Practical considerations
When choosing models for database deployment:
Linear models produce the most compact SQL and are ideal when the relationship is approximately linear.
Single decision trees offer a middle ground with interpretable rules and moderate SQL size.
Ensemble methods (random forests, boosted trees) provide the best predictive performance but generate large SQL expressions.
Database limits: Some databases have query size limits or performance degradation with very large queries.

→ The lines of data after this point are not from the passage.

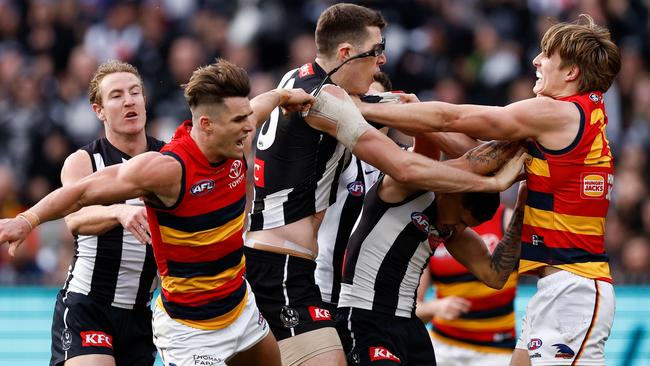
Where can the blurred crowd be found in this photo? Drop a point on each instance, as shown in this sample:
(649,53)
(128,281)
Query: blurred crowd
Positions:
(459,51)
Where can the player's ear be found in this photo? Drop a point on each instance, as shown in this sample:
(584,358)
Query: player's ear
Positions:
(343,51)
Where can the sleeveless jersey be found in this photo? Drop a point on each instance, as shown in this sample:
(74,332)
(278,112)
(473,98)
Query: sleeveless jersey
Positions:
(489,326)
(198,241)
(387,252)
(296,167)
(338,224)
(568,197)
(113,268)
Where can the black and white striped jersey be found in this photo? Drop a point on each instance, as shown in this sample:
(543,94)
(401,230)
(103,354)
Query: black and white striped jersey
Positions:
(296,167)
(113,268)
(338,224)
(387,253)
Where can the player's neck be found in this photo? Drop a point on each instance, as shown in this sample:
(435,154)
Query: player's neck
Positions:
(131,145)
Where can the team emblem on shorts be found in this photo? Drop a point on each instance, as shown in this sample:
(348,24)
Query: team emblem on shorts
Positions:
(356,188)
(534,344)
(563,351)
(289,317)
(66,339)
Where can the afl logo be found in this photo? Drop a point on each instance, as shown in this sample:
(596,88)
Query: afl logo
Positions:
(356,188)
(202,187)
(235,169)
(534,344)
(421,221)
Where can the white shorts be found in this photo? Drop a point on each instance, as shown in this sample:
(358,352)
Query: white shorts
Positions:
(568,321)
(449,355)
(181,345)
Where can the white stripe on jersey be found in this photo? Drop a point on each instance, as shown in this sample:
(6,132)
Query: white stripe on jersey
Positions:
(329,228)
(324,185)
(373,252)
(131,264)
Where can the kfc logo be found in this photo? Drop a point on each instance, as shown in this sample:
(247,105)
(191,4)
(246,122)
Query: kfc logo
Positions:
(318,314)
(258,173)
(305,70)
(381,353)
(96,339)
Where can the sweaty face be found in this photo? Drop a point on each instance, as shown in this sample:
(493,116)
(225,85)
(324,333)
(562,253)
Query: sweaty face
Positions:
(451,216)
(550,78)
(231,126)
(123,105)
(360,72)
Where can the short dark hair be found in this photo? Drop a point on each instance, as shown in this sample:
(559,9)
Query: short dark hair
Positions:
(211,84)
(345,23)
(481,205)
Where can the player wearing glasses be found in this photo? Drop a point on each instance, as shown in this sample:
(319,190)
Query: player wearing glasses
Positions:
(296,173)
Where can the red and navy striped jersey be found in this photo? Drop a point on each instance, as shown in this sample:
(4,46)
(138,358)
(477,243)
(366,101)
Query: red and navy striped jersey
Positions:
(568,198)
(489,326)
(198,241)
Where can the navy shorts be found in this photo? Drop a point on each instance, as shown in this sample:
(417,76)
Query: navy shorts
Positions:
(82,326)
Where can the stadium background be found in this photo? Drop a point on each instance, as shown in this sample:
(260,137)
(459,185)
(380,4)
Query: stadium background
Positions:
(460,51)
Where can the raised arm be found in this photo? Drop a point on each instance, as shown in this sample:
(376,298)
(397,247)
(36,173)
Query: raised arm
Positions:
(492,269)
(539,118)
(98,219)
(335,113)
(146,174)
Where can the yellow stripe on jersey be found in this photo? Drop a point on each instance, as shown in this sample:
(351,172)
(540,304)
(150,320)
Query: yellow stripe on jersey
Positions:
(218,322)
(583,225)
(201,283)
(496,324)
(201,238)
(538,167)
(455,342)
(473,289)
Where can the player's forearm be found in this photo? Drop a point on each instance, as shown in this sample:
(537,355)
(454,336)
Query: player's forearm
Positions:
(505,257)
(265,103)
(93,220)
(441,178)
(416,117)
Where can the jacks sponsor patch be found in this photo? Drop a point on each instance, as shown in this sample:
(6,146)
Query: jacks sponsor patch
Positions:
(593,186)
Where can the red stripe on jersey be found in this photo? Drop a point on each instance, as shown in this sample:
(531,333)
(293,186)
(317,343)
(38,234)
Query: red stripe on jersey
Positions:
(204,297)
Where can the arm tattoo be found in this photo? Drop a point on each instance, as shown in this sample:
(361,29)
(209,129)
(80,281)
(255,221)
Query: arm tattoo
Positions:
(490,156)
(506,255)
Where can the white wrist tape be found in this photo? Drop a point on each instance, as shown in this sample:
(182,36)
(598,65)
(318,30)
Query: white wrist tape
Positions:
(335,105)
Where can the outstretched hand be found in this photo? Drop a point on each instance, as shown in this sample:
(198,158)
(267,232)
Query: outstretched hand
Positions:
(13,232)
(134,219)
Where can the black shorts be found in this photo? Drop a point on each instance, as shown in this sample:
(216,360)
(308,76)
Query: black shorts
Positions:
(381,339)
(89,327)
(286,292)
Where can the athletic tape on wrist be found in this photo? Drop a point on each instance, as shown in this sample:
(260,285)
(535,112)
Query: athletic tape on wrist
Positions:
(31,218)
(350,124)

Test your generated SQL in your target environment.
Trade-offs: You may need to balance model accuracy against SQL complexity. A simpler model with slightly lower accuracy might be preferable if it generates manageable SQL.
Expression depth limits: Beyond query size, some databases limit expression nesting depth (e.g., ~1000 in SQLite/DuckDB). Large tree ensembles can exceed these limits even when the total SQL size is acceptable. Use
separate_trees = TRUEinorbital()to emit each tree as a separate column with batched summation, keeping depth well under control. This approach also enables parallel tree evaluation in columnar databases like DuckDB, Snowflake, and BigQuery. Seevignette("separate-trees")for details.